Sunday, April 29, 2012

EY8ZF 2m EME digital QSO

Rene, PE1L and Frank, DL8YHR was active for only 2,5 moonpasses (27-04-2012 to 29-04-2012) in 2m EME (144.134) from Tajikistan with the call EY8ZF (locator MM48jn). The antennas was a 2X9 el. DF7KF  for 2m and 38 el. M2 single antenna for 432 Mhz.
They had a very good signal off the Moon and I would like to thank you both for the QSO and NEW ONE on 2m via EME.
The most important is that they slept only 1 hour after the 24 hours trip and start to build the antennas to be active as soon as posible.
Congratulations once again for nice job and for patience to stay every day from moonrise to moonset there on the radio.
Check the link below for foto colection from EY8ZF.
http://www.ey8mm.com/pictures/view-album/57
For more info about this EME dxpedition and new coming is here:
http://www.emelogger.com/
The Team gives BIG thanks to Nodir EY8MM for the great host of their activity.
The complete antenna set-up (inclunding power dividers and all cables) stays at EY8MM station for future activity.
73, Spiros SV8CS

Friday, April 20, 2012

NASA: A BIG BLAST


Big Blast - April 16th 2012. FLARE and CME.
Look the video in YouTube.
http://www.youtube.com/watch?v=W7brf0OG6P0&feature=player_embedded

On Monday, April 16 - 2012, NASA captured a huge eruption from the sun, accompanied by a solar flare and Coronal Mass Ejection (CME).
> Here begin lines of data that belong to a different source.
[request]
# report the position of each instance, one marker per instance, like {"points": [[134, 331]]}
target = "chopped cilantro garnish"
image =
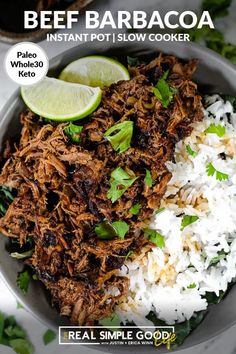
{"points": [[49, 336], [163, 92], [14, 336], [6, 198], [148, 178], [220, 176], [22, 255], [120, 182], [121, 228], [73, 131], [133, 61], [129, 254], [23, 280], [159, 211], [216, 129], [21, 346], [191, 286], [217, 259], [190, 151], [120, 135], [188, 220], [155, 237], [134, 210], [106, 230]]}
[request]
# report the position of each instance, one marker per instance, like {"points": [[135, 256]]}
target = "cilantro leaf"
{"points": [[73, 131], [155, 237], [49, 336], [163, 91], [220, 176], [133, 61], [148, 178], [11, 334], [134, 210], [217, 259], [217, 8], [21, 346], [107, 230], [22, 255], [121, 228], [15, 331], [120, 182], [216, 129], [191, 286], [6, 198], [190, 151], [23, 280], [121, 140], [188, 220], [159, 211], [129, 254], [113, 320]]}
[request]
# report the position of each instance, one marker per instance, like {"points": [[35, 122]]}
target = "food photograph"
{"points": [[117, 176]]}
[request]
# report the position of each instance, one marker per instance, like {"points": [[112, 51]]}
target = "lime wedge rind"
{"points": [[61, 101], [95, 71]]}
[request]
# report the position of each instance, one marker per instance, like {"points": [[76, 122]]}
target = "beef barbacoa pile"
{"points": [[62, 187]]}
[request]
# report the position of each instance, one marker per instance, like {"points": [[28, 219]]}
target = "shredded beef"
{"points": [[62, 187]]}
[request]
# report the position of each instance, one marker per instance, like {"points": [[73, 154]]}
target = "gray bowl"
{"points": [[214, 75]]}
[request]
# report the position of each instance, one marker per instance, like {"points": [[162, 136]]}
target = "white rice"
{"points": [[159, 278]]}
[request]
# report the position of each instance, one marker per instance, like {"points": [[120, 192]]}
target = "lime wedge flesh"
{"points": [[61, 101], [95, 71]]}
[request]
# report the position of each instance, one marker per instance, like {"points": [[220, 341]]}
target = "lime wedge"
{"points": [[61, 101], [95, 71]]}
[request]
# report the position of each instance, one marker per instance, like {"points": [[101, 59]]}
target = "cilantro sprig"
{"points": [[190, 151], [23, 280], [163, 92], [215, 260], [73, 131], [120, 181], [212, 171], [120, 136], [108, 230], [6, 198], [14, 336], [219, 130], [188, 220], [148, 178], [134, 210], [22, 255], [155, 237]]}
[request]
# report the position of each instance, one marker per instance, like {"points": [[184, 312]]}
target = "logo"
{"points": [[156, 336]]}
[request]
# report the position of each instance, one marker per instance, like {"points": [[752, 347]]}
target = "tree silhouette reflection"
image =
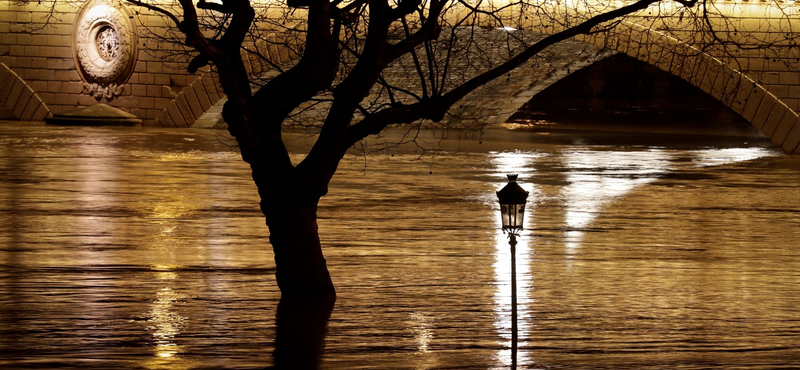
{"points": [[301, 326]]}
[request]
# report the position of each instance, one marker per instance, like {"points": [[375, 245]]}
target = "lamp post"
{"points": [[512, 200]]}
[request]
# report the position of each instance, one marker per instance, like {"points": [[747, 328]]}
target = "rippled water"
{"points": [[132, 248]]}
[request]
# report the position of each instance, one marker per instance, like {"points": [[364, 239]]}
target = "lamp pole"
{"points": [[512, 241], [512, 199]]}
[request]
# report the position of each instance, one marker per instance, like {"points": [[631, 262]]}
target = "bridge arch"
{"points": [[720, 80], [17, 99], [731, 87]]}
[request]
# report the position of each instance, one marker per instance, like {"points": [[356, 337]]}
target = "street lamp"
{"points": [[512, 200]]}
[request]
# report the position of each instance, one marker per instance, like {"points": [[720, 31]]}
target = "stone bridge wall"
{"points": [[40, 74]]}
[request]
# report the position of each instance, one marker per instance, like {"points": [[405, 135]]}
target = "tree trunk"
{"points": [[301, 267]]}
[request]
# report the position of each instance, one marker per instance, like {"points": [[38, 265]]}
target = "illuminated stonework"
{"points": [[104, 46]]}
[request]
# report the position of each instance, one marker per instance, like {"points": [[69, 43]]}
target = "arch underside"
{"points": [[17, 100], [495, 104]]}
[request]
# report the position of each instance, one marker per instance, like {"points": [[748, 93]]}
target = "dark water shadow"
{"points": [[301, 326]]}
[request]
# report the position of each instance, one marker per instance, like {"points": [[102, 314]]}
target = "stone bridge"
{"points": [[43, 68]]}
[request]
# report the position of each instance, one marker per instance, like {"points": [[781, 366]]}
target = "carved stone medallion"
{"points": [[104, 45]]}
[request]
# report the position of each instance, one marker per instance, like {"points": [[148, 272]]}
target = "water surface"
{"points": [[144, 248]]}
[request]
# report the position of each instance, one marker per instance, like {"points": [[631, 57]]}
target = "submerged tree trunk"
{"points": [[301, 267]]}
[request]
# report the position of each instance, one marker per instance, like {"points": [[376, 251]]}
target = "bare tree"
{"points": [[348, 55]]}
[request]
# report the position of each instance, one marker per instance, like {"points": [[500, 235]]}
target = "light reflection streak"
{"points": [[598, 177], [513, 163], [164, 323], [718, 157]]}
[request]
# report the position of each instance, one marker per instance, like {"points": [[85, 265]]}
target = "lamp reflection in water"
{"points": [[164, 322], [512, 199]]}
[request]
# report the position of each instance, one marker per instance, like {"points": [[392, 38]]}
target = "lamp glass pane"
{"points": [[512, 215]]}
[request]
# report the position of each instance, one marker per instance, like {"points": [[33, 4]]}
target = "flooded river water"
{"points": [[145, 249]]}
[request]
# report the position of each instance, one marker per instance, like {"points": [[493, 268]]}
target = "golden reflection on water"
{"points": [[164, 323], [596, 178]]}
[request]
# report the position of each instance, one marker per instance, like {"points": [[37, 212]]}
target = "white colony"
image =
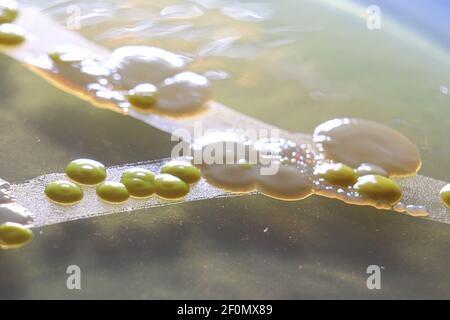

Known as a prominence, such eruptions can extend many miles into space. Since this eruption was pointed away from Earth, the blast and accompanying mass ejection -- a cloud of charged particles often responsible for aurorae on Earth -- won't affect the home planet's atmosphere.
The sunspot continued to circle toward Earth though, with the potential for further eruptions, but the National Oceanic and Atmospheric Administration's Space Weather Prediction Center said Wednesday that the several eruptions pointing away from Earth may have put the sunspot region into a state of decay, making subsequent eruptions less likely.
This prominence eruption reached about 198,000 miles off the "surface" of the sun. The Earth is around 98 million miles away, so it wasn't even close. The frames were taken 36 seconds apart from each other; the actual event lasted several hours. The Solar Dynamics Observatory collected the images and they are in extreme ultraviolet. This red-colored wavelength is 304 angstroms, which shows plasma at around 50,000 Kelvin. You can't see this with the naked eye.